Sorry, only in Spanish video:
https://youtu.be/y2FaZffJsPg
We are using it to on demand location of elderly people
imagen

1 Like

Oh I really like this idea @jfmateos :smiley: - using wifi and gps is a great idea. I imagine it would be popular with parents whose kids go wandering off in shopping malls too.

1 Like

This Wednesday I’ll be installing a Tektelic Agricultural sensor in the poly tunnel at my daughter’s primary school.

I’m also donating a RAK Indoor gateway and it will be connected to Datacake.de for the graphics.

We’re hoping to add more sensors as the school/kids require them - I’ve got quite a few different types kicking around since I closed down my company! :smiley:

3 Likes

And here’s the results - the sensor installed in the soil and the dashboard from Datacake.co - I’ll be publishing a brief write up on a new blog very soon! :slight_smile:
sensorInSoil
DataCakeDashboard

2 Likes

Very nice Matt - how are you hoping the students will use it?

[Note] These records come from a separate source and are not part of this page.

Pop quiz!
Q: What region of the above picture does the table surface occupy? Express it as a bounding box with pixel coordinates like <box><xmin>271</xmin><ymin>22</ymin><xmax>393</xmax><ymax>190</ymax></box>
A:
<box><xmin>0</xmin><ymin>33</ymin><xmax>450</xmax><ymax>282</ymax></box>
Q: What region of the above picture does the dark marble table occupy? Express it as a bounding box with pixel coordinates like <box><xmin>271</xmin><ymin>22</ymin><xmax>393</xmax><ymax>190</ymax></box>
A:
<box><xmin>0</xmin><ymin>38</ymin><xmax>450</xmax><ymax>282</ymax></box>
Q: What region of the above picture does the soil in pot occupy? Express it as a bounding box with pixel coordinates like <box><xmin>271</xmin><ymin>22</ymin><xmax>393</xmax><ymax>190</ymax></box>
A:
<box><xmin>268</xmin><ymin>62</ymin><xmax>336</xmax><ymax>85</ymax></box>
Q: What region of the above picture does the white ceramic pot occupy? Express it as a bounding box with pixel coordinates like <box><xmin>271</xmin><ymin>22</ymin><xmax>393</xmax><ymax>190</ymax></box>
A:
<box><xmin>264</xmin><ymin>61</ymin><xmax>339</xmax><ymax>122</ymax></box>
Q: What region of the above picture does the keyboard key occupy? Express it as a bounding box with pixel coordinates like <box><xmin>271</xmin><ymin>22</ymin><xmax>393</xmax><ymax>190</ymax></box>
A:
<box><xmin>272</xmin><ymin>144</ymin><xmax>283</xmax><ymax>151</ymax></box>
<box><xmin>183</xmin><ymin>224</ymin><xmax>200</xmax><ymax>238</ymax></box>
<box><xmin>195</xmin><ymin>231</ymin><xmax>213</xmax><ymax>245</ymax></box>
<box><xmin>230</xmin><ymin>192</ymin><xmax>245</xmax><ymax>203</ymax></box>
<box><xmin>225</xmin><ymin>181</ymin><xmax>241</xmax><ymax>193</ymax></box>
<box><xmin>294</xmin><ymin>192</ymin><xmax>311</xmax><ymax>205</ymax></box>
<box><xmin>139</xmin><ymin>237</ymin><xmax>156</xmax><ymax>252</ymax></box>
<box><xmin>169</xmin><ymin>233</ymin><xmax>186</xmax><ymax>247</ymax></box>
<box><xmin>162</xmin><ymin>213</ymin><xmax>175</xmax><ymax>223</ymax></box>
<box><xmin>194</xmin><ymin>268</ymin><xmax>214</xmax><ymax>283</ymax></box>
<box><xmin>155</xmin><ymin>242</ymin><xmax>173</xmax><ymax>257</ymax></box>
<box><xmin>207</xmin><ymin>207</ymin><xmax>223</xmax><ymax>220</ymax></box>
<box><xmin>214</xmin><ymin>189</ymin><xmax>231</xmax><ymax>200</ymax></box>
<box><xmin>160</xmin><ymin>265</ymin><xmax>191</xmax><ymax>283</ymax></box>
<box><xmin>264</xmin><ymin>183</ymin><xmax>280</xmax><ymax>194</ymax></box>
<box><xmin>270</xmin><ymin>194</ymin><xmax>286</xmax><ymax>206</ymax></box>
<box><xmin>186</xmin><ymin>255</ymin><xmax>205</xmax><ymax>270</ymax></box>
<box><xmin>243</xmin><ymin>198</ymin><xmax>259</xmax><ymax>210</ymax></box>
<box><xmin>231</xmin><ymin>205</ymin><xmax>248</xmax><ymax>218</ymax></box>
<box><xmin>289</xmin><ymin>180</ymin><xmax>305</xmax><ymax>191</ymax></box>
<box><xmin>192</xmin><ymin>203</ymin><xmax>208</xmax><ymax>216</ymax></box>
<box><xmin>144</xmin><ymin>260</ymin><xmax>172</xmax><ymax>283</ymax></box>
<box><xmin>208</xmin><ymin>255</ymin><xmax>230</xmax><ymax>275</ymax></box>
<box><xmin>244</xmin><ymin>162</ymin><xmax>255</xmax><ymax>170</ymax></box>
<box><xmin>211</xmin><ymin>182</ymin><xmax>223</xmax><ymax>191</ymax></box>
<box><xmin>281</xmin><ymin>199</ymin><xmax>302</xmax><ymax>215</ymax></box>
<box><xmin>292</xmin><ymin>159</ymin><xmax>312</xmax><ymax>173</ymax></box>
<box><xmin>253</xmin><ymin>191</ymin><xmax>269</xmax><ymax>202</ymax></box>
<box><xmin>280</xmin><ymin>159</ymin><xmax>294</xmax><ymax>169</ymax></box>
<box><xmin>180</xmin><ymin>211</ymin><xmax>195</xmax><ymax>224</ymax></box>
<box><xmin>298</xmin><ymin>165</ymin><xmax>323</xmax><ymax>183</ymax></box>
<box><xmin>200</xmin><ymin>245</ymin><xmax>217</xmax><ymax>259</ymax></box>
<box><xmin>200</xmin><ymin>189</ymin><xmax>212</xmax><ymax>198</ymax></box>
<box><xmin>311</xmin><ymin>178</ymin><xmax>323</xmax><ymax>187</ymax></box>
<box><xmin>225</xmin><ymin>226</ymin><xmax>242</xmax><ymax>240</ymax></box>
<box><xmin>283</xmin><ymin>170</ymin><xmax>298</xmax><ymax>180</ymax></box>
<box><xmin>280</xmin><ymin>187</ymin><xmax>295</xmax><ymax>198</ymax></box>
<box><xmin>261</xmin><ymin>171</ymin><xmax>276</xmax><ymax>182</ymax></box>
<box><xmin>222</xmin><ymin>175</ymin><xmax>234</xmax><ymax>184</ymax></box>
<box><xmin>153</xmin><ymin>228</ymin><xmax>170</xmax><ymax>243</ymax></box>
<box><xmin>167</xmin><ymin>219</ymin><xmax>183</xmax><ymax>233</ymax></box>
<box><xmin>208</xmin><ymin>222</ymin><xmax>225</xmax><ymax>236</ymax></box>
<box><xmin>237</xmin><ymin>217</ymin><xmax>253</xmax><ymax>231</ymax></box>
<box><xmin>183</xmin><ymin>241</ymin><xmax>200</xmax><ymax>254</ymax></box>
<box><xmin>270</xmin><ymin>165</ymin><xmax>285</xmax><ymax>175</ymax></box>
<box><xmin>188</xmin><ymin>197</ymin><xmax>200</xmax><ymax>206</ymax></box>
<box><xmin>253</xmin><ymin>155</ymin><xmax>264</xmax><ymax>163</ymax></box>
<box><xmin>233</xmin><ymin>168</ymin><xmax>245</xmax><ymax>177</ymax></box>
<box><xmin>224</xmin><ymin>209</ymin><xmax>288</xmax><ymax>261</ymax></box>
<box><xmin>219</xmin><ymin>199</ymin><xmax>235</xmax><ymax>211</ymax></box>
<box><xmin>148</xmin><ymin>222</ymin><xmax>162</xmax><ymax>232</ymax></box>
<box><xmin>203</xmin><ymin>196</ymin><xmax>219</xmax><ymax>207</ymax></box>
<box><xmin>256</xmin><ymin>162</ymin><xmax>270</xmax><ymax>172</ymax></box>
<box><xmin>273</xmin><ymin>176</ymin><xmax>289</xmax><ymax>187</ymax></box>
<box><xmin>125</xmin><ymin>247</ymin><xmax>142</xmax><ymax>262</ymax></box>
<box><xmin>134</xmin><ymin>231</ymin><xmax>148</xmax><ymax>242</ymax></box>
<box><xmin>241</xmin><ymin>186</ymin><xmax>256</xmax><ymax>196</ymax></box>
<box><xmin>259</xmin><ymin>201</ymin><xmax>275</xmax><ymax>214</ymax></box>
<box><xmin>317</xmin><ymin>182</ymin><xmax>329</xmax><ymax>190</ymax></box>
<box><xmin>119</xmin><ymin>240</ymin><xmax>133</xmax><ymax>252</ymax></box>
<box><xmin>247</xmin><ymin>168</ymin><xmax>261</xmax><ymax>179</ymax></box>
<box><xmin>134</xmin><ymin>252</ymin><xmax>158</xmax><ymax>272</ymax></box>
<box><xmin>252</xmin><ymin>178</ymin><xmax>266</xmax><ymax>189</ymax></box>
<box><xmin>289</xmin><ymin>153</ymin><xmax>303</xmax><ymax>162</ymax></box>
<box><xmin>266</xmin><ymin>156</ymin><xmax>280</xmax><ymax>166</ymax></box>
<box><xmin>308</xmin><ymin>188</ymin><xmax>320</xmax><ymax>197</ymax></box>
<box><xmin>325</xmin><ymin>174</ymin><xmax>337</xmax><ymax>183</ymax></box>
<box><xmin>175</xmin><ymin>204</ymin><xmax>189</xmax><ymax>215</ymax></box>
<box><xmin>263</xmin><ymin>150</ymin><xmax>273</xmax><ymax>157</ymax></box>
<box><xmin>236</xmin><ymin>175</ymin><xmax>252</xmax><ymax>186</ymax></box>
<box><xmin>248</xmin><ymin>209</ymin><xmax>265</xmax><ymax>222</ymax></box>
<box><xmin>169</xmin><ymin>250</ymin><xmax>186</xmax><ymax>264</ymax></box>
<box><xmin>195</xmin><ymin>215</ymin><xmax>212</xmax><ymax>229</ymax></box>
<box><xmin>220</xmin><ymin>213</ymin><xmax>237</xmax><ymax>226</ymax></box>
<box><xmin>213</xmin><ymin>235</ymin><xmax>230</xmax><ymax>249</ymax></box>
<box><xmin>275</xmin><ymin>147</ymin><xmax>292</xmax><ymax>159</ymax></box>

Perhaps there could be some simple experiments around the conditions that allow seed germination for example? One of my early school memories involves growing a bean :slight_smile:

Spoilers… :wink:

That’s pretty much the plan, yes.

They also have an ERS-Lite so they can compare the temperature/humidity indoors with that of the poly tunnel and see if that makes a difference to plant growth etc.

This is (hopefully!) the first of many sensors that will get deployed down there so they can include real-time data into their curriculum at all ages!